There was an edge in her voice like she was saying go take a hike. I did take a hike, a good one around 6.4 miles good that began and ended near Sleeping Giant State Park and where all was forest with canopy that sheltered like an umbrella breaking the connection between me and sunlight. When the path narrowed on the steep mountain I avoided the edge imagining a plummet one could not survive, remembered swimming in the ocean at ten, shouldering cresting waves bouncing off the sandy bottom on toetips before realizing I’d been swept off my feet beyond safety, outside my limits, far from shore, and brave and calm and try echo in my head and strong arms prove critical and Mrs.

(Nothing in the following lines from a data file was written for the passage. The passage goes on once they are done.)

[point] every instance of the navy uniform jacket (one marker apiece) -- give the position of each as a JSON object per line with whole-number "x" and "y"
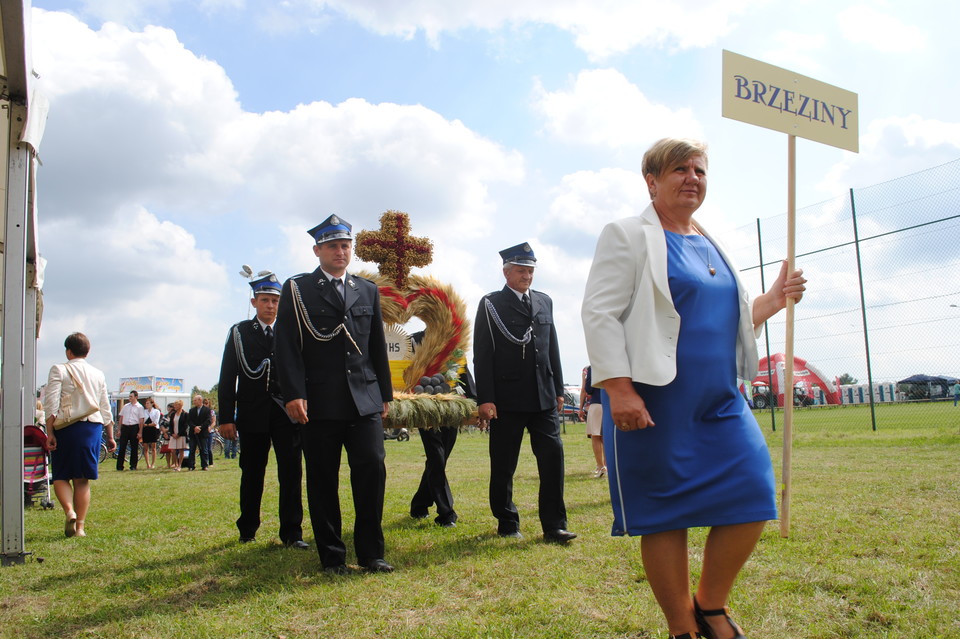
{"x": 514, "y": 377}
{"x": 338, "y": 381}
{"x": 244, "y": 400}
{"x": 200, "y": 417}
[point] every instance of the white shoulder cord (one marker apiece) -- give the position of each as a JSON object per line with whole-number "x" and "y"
{"x": 510, "y": 337}
{"x": 249, "y": 371}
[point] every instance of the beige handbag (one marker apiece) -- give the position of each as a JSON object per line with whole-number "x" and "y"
{"x": 76, "y": 405}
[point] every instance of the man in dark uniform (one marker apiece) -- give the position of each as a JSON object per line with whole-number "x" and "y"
{"x": 249, "y": 399}
{"x": 516, "y": 360}
{"x": 332, "y": 359}
{"x": 200, "y": 422}
{"x": 438, "y": 443}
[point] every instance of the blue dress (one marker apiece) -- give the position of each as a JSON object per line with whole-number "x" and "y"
{"x": 78, "y": 451}
{"x": 705, "y": 463}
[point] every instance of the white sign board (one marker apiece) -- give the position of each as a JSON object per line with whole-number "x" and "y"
{"x": 759, "y": 93}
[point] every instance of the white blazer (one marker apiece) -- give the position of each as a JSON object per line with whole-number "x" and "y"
{"x": 629, "y": 319}
{"x": 59, "y": 381}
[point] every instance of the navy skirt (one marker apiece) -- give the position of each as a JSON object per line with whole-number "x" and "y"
{"x": 78, "y": 451}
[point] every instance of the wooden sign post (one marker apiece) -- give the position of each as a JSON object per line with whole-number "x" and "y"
{"x": 764, "y": 95}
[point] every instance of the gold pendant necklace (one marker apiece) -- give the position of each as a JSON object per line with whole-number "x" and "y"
{"x": 706, "y": 262}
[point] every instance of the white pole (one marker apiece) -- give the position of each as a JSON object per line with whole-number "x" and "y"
{"x": 788, "y": 346}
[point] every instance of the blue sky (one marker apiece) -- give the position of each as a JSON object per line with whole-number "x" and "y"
{"x": 187, "y": 138}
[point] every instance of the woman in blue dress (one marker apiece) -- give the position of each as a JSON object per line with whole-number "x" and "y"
{"x": 669, "y": 329}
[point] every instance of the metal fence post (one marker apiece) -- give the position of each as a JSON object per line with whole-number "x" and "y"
{"x": 863, "y": 311}
{"x": 766, "y": 335}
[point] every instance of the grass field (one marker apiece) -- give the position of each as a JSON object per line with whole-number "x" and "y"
{"x": 873, "y": 552}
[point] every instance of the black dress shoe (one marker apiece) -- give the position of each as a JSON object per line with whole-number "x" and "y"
{"x": 299, "y": 544}
{"x": 378, "y": 565}
{"x": 559, "y": 536}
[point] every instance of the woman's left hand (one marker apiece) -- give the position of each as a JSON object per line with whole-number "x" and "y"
{"x": 786, "y": 286}
{"x": 791, "y": 287}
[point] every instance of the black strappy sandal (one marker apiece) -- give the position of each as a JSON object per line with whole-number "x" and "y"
{"x": 701, "y": 616}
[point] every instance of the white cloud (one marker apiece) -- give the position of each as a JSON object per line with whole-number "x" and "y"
{"x": 601, "y": 28}
{"x": 145, "y": 294}
{"x": 863, "y": 24}
{"x": 797, "y": 51}
{"x": 154, "y": 179}
{"x": 585, "y": 201}
{"x": 604, "y": 108}
{"x": 894, "y": 146}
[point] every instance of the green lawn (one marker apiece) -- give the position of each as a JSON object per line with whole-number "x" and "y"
{"x": 873, "y": 552}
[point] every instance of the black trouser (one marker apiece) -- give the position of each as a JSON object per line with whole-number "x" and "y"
{"x": 285, "y": 438}
{"x": 128, "y": 436}
{"x": 323, "y": 441}
{"x": 434, "y": 487}
{"x": 506, "y": 436}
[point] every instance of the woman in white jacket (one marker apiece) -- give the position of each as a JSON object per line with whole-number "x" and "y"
{"x": 75, "y": 445}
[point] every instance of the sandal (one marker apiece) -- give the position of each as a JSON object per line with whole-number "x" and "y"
{"x": 701, "y": 616}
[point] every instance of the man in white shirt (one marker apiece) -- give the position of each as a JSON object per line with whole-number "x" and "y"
{"x": 131, "y": 430}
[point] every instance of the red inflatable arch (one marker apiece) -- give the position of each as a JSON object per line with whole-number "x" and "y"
{"x": 805, "y": 376}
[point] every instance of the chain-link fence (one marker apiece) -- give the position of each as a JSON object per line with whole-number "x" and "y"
{"x": 883, "y": 303}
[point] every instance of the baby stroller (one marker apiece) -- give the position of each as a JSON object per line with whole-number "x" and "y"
{"x": 36, "y": 467}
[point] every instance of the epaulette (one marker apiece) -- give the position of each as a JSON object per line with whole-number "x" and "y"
{"x": 360, "y": 277}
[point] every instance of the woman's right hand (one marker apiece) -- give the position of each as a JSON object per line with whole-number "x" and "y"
{"x": 628, "y": 410}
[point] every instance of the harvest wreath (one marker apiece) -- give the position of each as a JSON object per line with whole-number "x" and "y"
{"x": 447, "y": 331}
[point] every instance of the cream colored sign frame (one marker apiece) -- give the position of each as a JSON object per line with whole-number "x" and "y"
{"x": 759, "y": 93}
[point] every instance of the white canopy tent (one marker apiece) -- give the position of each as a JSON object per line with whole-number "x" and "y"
{"x": 22, "y": 119}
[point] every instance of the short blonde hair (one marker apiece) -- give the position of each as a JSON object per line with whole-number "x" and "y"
{"x": 670, "y": 152}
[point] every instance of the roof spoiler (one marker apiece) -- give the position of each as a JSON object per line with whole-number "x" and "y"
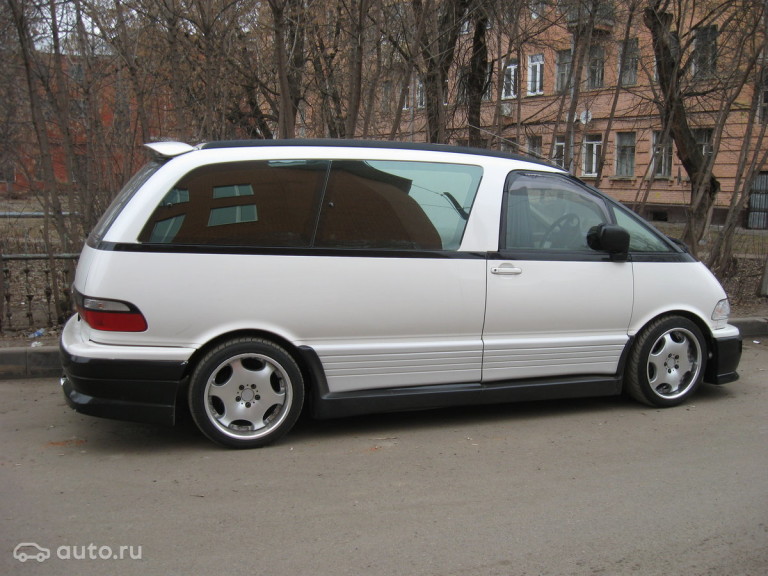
{"x": 169, "y": 149}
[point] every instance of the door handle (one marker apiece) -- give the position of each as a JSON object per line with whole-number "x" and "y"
{"x": 506, "y": 270}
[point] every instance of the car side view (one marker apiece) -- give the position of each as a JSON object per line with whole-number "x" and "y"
{"x": 249, "y": 281}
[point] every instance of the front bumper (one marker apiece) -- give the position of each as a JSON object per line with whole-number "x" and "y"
{"x": 725, "y": 354}
{"x": 100, "y": 381}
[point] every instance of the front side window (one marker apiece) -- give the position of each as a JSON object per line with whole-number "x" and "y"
{"x": 642, "y": 238}
{"x": 549, "y": 212}
{"x": 593, "y": 146}
{"x": 398, "y": 205}
{"x": 536, "y": 74}
{"x": 625, "y": 154}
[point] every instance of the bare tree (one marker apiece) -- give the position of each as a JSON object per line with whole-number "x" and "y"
{"x": 437, "y": 43}
{"x": 695, "y": 74}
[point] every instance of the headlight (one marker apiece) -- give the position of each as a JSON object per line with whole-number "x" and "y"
{"x": 722, "y": 310}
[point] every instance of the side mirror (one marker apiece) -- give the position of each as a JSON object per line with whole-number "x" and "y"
{"x": 609, "y": 238}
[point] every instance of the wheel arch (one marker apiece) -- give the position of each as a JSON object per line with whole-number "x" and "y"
{"x": 303, "y": 355}
{"x": 701, "y": 324}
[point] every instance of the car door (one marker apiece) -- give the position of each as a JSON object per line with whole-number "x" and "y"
{"x": 555, "y": 307}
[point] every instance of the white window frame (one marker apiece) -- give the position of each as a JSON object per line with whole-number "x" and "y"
{"x": 563, "y": 69}
{"x": 662, "y": 155}
{"x": 626, "y": 143}
{"x": 596, "y": 68}
{"x": 509, "y": 86}
{"x": 628, "y": 72}
{"x": 593, "y": 147}
{"x": 535, "y": 74}
{"x": 558, "y": 151}
{"x": 705, "y": 51}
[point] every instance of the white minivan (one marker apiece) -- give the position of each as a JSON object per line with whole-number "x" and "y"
{"x": 249, "y": 280}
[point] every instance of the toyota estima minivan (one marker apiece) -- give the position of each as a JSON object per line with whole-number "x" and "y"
{"x": 251, "y": 280}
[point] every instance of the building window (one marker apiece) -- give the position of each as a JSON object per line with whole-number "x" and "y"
{"x": 7, "y": 171}
{"x": 705, "y": 51}
{"x": 596, "y": 69}
{"x": 510, "y": 146}
{"x": 488, "y": 89}
{"x": 509, "y": 89}
{"x": 631, "y": 56}
{"x": 662, "y": 155}
{"x": 558, "y": 155}
{"x": 534, "y": 146}
{"x": 536, "y": 74}
{"x": 704, "y": 140}
{"x": 593, "y": 147}
{"x": 625, "y": 154}
{"x": 757, "y": 215}
{"x": 563, "y": 70}
{"x": 537, "y": 8}
{"x": 421, "y": 95}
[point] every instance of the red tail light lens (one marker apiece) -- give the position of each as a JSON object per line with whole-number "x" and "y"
{"x": 110, "y": 315}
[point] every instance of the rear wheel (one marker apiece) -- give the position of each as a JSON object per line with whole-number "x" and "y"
{"x": 667, "y": 362}
{"x": 246, "y": 393}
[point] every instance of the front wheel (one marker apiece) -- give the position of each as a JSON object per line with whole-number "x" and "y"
{"x": 667, "y": 362}
{"x": 246, "y": 393}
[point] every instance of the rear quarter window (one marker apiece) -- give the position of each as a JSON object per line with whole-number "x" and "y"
{"x": 348, "y": 204}
{"x": 241, "y": 204}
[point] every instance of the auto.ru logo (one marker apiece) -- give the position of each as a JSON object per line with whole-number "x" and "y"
{"x": 31, "y": 551}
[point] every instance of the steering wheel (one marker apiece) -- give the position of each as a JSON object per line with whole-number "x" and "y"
{"x": 569, "y": 222}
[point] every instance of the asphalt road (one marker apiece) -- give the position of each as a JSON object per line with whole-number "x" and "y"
{"x": 597, "y": 486}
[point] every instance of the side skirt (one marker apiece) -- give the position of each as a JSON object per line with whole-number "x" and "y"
{"x": 333, "y": 405}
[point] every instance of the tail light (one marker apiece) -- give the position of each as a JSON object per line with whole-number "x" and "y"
{"x": 110, "y": 315}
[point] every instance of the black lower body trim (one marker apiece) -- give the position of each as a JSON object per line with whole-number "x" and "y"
{"x": 332, "y": 405}
{"x": 138, "y": 391}
{"x": 724, "y": 360}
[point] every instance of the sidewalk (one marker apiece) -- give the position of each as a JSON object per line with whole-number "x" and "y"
{"x": 44, "y": 361}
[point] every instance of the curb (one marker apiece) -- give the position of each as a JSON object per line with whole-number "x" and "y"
{"x": 43, "y": 362}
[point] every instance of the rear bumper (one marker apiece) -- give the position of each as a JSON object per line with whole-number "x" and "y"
{"x": 100, "y": 381}
{"x": 724, "y": 359}
{"x": 114, "y": 389}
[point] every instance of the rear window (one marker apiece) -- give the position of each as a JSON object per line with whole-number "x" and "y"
{"x": 305, "y": 203}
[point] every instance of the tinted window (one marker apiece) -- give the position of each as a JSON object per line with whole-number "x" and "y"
{"x": 246, "y": 203}
{"x": 549, "y": 212}
{"x": 641, "y": 237}
{"x": 397, "y": 205}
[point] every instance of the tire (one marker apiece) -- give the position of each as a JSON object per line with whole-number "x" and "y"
{"x": 667, "y": 362}
{"x": 246, "y": 393}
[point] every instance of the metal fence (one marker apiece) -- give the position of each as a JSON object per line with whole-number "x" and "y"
{"x": 35, "y": 290}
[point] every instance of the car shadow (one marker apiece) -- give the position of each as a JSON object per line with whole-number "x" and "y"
{"x": 110, "y": 435}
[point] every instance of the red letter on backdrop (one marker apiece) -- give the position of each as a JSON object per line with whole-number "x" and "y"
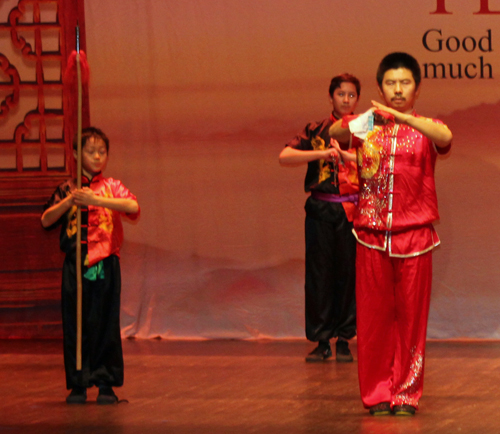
{"x": 441, "y": 7}
{"x": 484, "y": 9}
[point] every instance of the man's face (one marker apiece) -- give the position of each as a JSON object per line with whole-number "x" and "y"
{"x": 344, "y": 99}
{"x": 399, "y": 90}
{"x": 94, "y": 156}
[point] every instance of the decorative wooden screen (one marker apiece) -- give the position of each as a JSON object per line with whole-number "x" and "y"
{"x": 36, "y": 129}
{"x": 35, "y": 135}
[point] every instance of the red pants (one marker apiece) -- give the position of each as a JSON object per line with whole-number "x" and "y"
{"x": 392, "y": 296}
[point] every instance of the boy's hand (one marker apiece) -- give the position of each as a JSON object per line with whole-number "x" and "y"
{"x": 85, "y": 197}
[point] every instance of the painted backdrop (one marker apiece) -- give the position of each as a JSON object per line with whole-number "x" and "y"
{"x": 199, "y": 97}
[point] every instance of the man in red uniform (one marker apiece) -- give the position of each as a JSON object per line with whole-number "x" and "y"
{"x": 330, "y": 244}
{"x": 393, "y": 226}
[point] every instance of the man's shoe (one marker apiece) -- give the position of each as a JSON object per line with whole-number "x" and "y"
{"x": 404, "y": 410}
{"x": 342, "y": 351}
{"x": 320, "y": 354}
{"x": 106, "y": 396}
{"x": 78, "y": 395}
{"x": 381, "y": 409}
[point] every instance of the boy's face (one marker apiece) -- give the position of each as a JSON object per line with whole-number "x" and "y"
{"x": 94, "y": 156}
{"x": 344, "y": 99}
{"x": 399, "y": 90}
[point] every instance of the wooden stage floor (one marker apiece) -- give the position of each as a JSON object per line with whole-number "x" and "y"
{"x": 244, "y": 387}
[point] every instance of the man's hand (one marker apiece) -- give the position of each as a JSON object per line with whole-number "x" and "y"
{"x": 398, "y": 116}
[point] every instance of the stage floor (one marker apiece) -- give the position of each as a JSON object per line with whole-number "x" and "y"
{"x": 226, "y": 386}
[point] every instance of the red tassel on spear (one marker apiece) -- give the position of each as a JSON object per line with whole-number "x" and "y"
{"x": 77, "y": 67}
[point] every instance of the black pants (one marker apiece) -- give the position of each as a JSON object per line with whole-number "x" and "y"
{"x": 102, "y": 357}
{"x": 330, "y": 279}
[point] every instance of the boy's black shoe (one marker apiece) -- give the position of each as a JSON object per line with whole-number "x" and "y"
{"x": 106, "y": 396}
{"x": 342, "y": 351}
{"x": 78, "y": 395}
{"x": 381, "y": 409}
{"x": 404, "y": 410}
{"x": 321, "y": 353}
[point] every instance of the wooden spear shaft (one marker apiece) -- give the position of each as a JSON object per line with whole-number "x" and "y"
{"x": 79, "y": 289}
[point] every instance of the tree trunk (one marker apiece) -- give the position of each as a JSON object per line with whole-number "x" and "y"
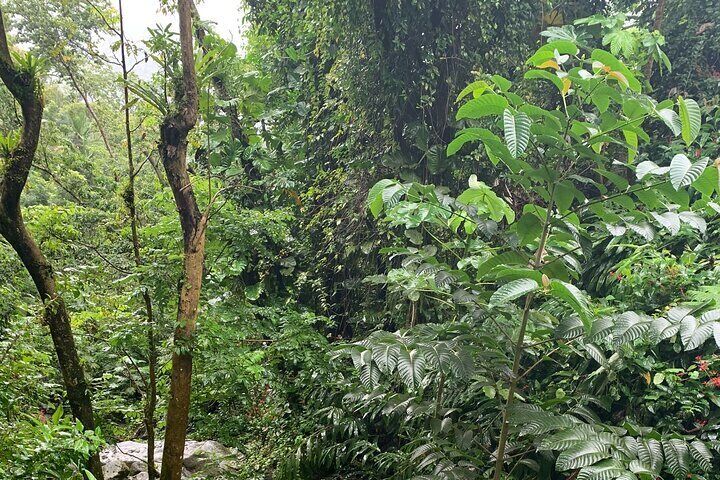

Crane’s voice barks from P.E. class about the President’s Fitness Test and the importance of arm muscle and doing girls’ pull-ups: just two more. It’s hard to remember. I might have been swimming in my white eyelet bathing suit that push up my new breasts but that’s unclear as is how all that sand got in the suit’s crotch when I later undressed to discover it along with a bloom of black-green seaweed tattoos on my buttock. Walking without falter I come to terms with her edgy voice, accepting it just as I receive the jay’s jarring caw at the forest’s edge, chaff from the gritty discomfort of sand rubbing my thighs’ insides.